For more than 20 years, scientists have been able to unravel the sequence of the human genome, the precise recipe of everyone’s DNA. That has led to incredible advances in discovering genes responsible for countless diseases. But within the last five to seven years, new and more sophisticated research tools have emerged. Known as single-cell genomics, these tools enable scientists to peer into individual cells – ranging from skin, nerve, muscle, immune cells, and even to cells that haven’t been discovered before – to learn more about how they function.

Two of the leaders in this young field – Jason Buenrostro, PhD and Fei Chen, PhD – lead laboratories within Harvard’s Department of Stem Cell and Regenerative Biology. They have developed some of the most influential single-cell genomics tools used today by researchers worldwide, helping to move this previous niche area of biology into a cornerstone of research.

“The cells across our various human tissues are diverse and it’s extremely valuable to understand how all of the cells are changing as we develop, grow, and age,” Buenrostro explains. “Single-cell sequencing has allowed us to do that.”

Single-cell genomics provides detailed information about our DNA and RNA – the instructions carried from DNA to make proteins.
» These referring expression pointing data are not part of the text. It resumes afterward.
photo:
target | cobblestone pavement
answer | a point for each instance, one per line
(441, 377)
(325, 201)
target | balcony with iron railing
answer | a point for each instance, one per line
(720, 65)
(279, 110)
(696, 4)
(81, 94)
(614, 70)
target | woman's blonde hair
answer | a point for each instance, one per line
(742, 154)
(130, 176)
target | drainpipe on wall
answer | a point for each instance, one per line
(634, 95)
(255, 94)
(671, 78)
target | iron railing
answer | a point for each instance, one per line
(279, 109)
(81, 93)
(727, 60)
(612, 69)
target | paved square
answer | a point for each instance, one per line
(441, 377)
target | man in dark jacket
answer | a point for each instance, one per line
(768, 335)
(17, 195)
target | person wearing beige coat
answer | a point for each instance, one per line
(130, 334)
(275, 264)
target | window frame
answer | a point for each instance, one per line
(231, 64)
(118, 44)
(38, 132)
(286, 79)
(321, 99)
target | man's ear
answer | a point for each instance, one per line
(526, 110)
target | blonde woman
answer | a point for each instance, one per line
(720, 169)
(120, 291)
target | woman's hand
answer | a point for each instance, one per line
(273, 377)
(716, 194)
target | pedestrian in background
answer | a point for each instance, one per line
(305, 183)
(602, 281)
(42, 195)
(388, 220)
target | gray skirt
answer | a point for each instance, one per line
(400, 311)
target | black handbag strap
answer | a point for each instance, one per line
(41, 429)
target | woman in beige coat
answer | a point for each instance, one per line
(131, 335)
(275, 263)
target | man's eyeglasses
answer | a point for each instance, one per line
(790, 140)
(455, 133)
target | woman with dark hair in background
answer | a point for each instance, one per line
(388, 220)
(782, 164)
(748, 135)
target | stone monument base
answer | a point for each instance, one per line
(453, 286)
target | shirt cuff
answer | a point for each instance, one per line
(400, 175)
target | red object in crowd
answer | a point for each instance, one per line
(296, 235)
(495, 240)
It also provides clues into influences, known as epigenetic modifications, which decide if a gene will be turned on or off in each cell. Researchers like Buenrostro and Chen, and many others, use this information regarding what is within the individual cells to better understand how cells are changing in normal processes as well as in those associated with disease.

“If you think about it, every cell in the body has the same genome,” says Chen. “But each type has to do different things.” So what are the unique components of each cell that tells it to function in a particular way? And what regulates that? If you pored over all the contents of a tissue, it would be impossible to answer these questions when looking at a mixture of cells, Chen explains. “You need to use single-cell genomics to reveal the diversity that exists within tissues and organs – including the many cell types, subtypes, and states the cells are in and how they interact, change, and evolve.”

The power of single-cell genomics can also be attributed to advanced new computational tools to interpret and analyze all the data points – an area where Buenrostro and Chen also contribute. Having the tools to both sequence individual cells and understand overflowing data stream has matured thinking in the field to ask more pointed, powerful biological questions. Questions like: Can we discover a new type of cell that we didn’t know existed? (answer: yes) and How do cells change in their function over time or due to disease?

“We and others are grappling with this treasure trove of different functions that an individual cell type might have – and making any tools broadly usable – so they can be used across virtually any scientific area involving cells, which is all of life,” says Buenrostro.